Sat, Dec 30, 2017 - Page 4 News List

Study continues on lung cancer risks

NON-SMOKING:The eight-year project seeks to find other causes for the disease, the fastest-rising and second-most prevalent type of cancer in the nation

By Jake Chung  /  Staff writer, with CNA

With lung cancer rates on the increase in Taiwan, the Health Promotion Administration (HPA), together with the Taiwan Lung Cancer Society and the National Health Research Institutes, vowed to continue its efforts to determine risk factors for the disease other than smoking.

Since 2014, the three organizations have been working on an eight-year study of people who are not smokers, but are at risk of developing lung cancer.

The project focuses on non-smoking individuals who have a family history of lung cancer, live with a smoker, are chronically exposed to cooking fumes, or had tuberculosis or chronic obstructive pulmonary diseases, society president Chen Yu-min (陳育民) told a news conference on Thursday sponsored by the HPA to release its 2015 Cancer Registration Report.

Chen said the project is expected to recruit 12,000 volunteers aged between 55 and 75, which is the peak range when lung cancer is likely to break out.

The top three types of cancers in the nation in 2015 were colon (15,579 people), lung (13,086) and breast (12,360), the HPA said.

The number of lung cancer patients posted the largest growth — by 624 — compared with 2014, the report showed.

While WHO statistics showed that smoking is one of the greatest dangers leading to lung cancer, HPA Director Wang Ying-wei (王英偉) said that the figures also showed that many of Taiwan’s lung cancer patients were not smokers.

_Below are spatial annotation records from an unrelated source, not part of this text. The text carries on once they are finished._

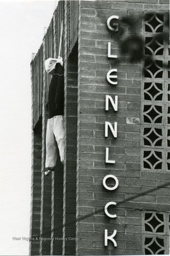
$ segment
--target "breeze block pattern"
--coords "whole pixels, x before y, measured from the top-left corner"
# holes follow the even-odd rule
[[[59,1],[31,63],[30,236],[40,240],[30,255],[169,253],[169,9],[167,0]],[[42,67],[57,57],[62,21],[65,159],[45,177]],[[144,50],[132,61],[134,38]]]

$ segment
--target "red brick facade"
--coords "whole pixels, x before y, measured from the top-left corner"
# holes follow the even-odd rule
[[[159,27],[164,32],[169,8],[166,0],[60,1],[42,48],[31,63],[31,255],[169,253],[170,73],[165,64],[169,67],[169,48],[164,41],[157,46],[150,43],[154,34],[162,32]],[[121,41],[133,35],[121,21],[137,18],[135,35],[144,42],[145,55],[153,52],[152,65],[144,59],[131,63],[127,56],[120,58],[120,42],[107,26],[113,15],[119,17],[119,30],[124,31]],[[57,57],[62,20],[65,161],[64,166],[58,161],[57,171],[45,177],[50,78],[43,63],[49,57]],[[108,57],[108,42],[119,63]],[[38,66],[40,72],[34,73]],[[112,69],[118,70],[115,85],[106,78]],[[37,82],[39,90],[35,89]],[[37,94],[39,104],[35,102]],[[106,95],[113,101],[118,96],[118,111],[110,102],[106,110]],[[38,107],[42,110],[39,114]],[[105,136],[106,122],[113,126],[114,136],[110,128]],[[106,162],[107,150],[115,164]],[[116,189],[109,191],[103,185],[107,175],[118,178]],[[115,181],[108,179],[106,184],[113,187]],[[108,208],[116,218],[104,210],[109,202],[116,203]],[[114,230],[115,244],[108,240],[106,245],[105,233],[111,236]]]

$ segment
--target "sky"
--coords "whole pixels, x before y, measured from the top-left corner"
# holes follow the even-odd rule
[[[23,238],[30,233],[30,63],[56,6],[56,1],[0,1],[0,255],[28,255]]]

From 2014 to August this year, a total of 7,664 people participating in the project had undergone low-dose computed tomography (LCDT) scans for lung cancer, of which 175 people, or 2.28 percent, developed lung cancer, society secretary-general Lo Yung-hung (羅永鴻) said.

About 98 percent of those who had cancer were diagnosed as early-stage lung adenocarcinoma, Lo said.

International research on lung cancer mainly targets smokers, and Taiwan’s research is one of the few that are not, Lo said, adding that the study hopes to detect new trends in lung cancer.

“We will announce the full results of the research next year and will make a final decision on whether to include high-risk groups for cancer screening,” Lo said.

Preliminary results showed that 20 out of 1,000 people have a high risk of developing lung cancer if they met the aforementioned risk factors, Chen said, adding that he considered the results to be of great value for cancer screening for those aged 55 to 75.

Next year will mark the third phase of the lung cancer screening project, which will include air pollution as a potential risk factor for the disease, the HPA said.

People living in high air pollution areas would be asked to undergo LDCT scans to determine whether lung cancer and air pollution are directly correlated, it added.